In our survey, we also asked about a potential barrier that may hinder MOUD prescribers and medical settings working more closely with RCCs. Our data, in line with prior research,40 show that RCCs are a welcoming environment for persons taking MOUDs. In these RCCs, taking MOUDs was not just met with acceptance but with support. RCC staff have a very different relationship with people in recovery than MOUD prescribers. Rather than prescribe, monitor and advise people to take MOUDs, RCC staff provide ongoing opportunities to engage in conversations about MOUDs and can share personal experiences in an ongoing, less formal context.
Limitations
While this is the most far-reaching study of RCCs in the United States to date, we may not have identified all currently existing RCCs. First, we excluded RCCs with no web presence or phone number, limiting our sample. Our rationale for excluding these centers was that without a working website or phone number we would be unable to verify if these centers fit our definition of an RCCs and if they were still operational. Second, new RCCs may have opened since we completed data collection, and others may have ceased operation. Moreover, our data are further limited by our response rate (62%). While there were no demographic predictors of survey completion, there may be other unmeasured systematic factors that may have influenced the decision to participate in the survey and consequently may affect our reported estimates here in unknown ways.
Conclusions
Closer collaboration between the medical community and RCCs could significantly improve the reach of efforts to end the opioid epidemic.
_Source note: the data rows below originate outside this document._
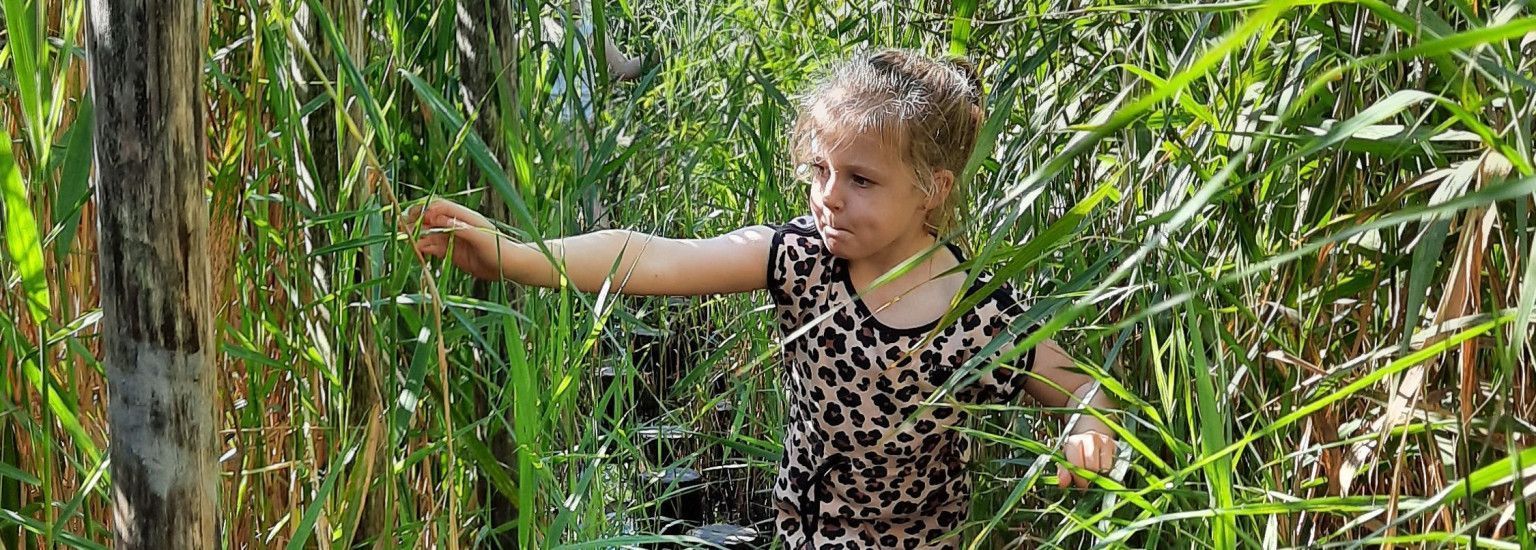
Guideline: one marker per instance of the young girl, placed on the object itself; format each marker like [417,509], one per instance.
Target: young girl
[880,139]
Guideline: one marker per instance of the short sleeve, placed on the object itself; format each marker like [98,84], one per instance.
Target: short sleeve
[1006,380]
[793,254]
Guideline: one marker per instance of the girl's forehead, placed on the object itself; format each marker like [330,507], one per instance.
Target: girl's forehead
[833,135]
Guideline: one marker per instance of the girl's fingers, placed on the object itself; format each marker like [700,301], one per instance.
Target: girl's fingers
[435,245]
[1106,455]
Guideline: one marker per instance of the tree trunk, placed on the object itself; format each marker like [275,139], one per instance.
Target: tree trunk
[146,59]
[487,71]
[335,151]
[487,74]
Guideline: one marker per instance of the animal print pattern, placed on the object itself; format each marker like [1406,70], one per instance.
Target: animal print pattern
[864,466]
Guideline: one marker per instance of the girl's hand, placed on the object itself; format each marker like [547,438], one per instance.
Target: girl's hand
[475,241]
[1088,450]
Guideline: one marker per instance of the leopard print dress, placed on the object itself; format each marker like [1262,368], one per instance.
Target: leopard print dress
[864,464]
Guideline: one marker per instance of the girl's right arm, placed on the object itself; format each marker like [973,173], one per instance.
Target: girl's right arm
[628,261]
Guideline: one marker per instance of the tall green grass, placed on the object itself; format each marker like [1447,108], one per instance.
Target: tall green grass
[1292,238]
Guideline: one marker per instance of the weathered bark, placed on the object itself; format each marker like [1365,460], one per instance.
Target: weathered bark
[335,151]
[487,74]
[487,71]
[146,59]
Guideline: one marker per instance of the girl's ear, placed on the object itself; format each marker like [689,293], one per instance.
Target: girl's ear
[943,182]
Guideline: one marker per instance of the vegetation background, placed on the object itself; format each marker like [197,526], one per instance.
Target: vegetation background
[1295,235]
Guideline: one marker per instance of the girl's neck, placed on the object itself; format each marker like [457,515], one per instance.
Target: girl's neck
[873,266]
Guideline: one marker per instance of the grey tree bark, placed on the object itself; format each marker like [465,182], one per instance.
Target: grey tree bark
[487,72]
[146,59]
[334,151]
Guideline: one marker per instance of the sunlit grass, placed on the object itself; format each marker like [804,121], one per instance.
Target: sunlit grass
[1292,237]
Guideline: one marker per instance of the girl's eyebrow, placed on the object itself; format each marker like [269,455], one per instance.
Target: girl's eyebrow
[856,168]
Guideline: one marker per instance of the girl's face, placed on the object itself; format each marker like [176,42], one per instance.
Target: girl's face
[865,198]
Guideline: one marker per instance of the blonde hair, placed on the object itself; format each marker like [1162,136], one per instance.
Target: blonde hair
[931,108]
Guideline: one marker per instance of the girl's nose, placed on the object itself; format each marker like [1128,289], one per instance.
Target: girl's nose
[833,192]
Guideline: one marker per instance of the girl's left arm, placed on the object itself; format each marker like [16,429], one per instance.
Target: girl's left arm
[1091,444]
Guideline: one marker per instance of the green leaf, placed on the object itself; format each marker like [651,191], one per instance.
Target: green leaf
[20,232]
[74,182]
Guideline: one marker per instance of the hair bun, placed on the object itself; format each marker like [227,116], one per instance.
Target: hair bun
[971,76]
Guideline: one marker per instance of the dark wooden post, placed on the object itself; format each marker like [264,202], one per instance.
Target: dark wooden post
[146,66]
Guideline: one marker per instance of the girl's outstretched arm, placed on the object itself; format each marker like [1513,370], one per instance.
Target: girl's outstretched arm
[628,261]
[1091,444]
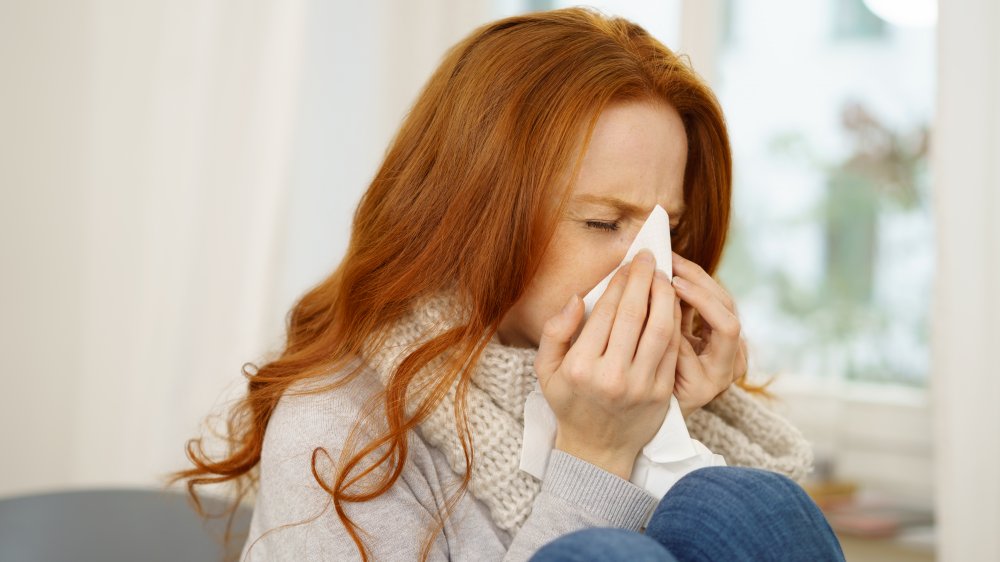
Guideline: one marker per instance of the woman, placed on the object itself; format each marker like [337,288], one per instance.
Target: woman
[390,426]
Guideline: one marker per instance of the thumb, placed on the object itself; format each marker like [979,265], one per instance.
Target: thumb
[556,339]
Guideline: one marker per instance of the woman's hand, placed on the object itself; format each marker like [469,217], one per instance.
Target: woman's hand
[610,389]
[712,353]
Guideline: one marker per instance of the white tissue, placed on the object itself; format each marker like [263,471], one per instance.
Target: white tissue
[672,452]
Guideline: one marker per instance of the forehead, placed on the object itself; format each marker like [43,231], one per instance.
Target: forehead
[635,160]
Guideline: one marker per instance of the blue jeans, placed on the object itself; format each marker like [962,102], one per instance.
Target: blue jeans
[716,513]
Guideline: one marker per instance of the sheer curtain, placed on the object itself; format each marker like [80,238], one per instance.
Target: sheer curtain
[146,149]
[173,176]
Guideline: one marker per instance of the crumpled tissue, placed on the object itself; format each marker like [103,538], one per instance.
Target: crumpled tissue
[672,453]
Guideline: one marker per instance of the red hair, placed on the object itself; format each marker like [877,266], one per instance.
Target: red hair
[488,152]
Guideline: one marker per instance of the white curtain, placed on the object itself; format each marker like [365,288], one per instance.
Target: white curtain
[147,147]
[174,174]
[966,319]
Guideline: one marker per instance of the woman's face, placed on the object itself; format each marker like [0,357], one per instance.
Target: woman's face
[635,161]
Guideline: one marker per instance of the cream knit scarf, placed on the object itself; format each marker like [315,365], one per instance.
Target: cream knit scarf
[735,425]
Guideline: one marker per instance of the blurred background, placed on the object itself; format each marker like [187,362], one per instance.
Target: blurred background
[175,174]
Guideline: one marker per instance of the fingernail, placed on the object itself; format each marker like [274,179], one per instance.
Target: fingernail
[569,305]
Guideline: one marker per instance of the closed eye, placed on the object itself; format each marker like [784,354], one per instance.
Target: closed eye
[606,226]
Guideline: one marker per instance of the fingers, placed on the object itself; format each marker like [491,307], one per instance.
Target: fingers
[693,272]
[593,338]
[724,323]
[632,311]
[741,365]
[557,334]
[661,324]
[665,380]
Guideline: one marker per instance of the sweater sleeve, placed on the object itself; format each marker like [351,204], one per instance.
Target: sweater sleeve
[575,495]
[748,433]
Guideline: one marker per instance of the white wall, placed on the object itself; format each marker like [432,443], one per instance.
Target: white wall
[965,327]
[145,150]
[173,175]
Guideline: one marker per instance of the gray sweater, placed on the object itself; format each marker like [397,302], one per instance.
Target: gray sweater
[294,519]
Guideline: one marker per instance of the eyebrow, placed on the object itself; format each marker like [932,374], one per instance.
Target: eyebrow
[620,205]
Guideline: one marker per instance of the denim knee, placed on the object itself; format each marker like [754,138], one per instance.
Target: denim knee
[737,513]
[603,544]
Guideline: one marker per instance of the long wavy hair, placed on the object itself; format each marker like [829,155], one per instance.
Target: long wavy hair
[488,152]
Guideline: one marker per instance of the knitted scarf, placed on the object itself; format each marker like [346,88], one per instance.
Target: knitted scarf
[734,424]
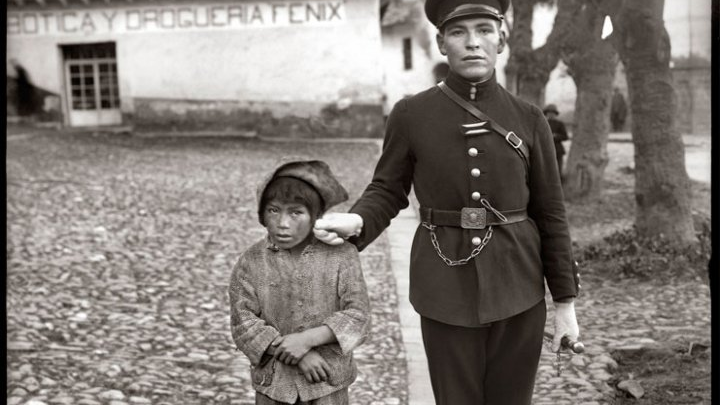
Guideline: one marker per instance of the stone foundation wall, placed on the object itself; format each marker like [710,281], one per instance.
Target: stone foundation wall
[296,120]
RCCs are welcoming towards MOUDs, and are able to reach populations historically underserved by formal treatment settings.
Supplementary Material
Acknowledgements:
The authors would like to thank all the directors and staff of recovery community centers (RCCs) nationwide who made this study possible by answering our phone calls, helping us identify RCCs, and completing the survey.
Sources of Support:
This research was funded by grants from the National Institute on Drug Abuse (R24 DA051988: M-PIs Kelly & Hoeppner; K02DA056613: PI Hoeppner; K01DA055768: PI Hoffman)
Footnotes
Conflict of interest statement: The authors have no conflicts of interest to report, except for authors McCarthy and Rutherford, who are employed by “Faces & Voices of Recovery”, which operates the “Association of Recovery Community Organizations” (ARCO) discussed in this paper.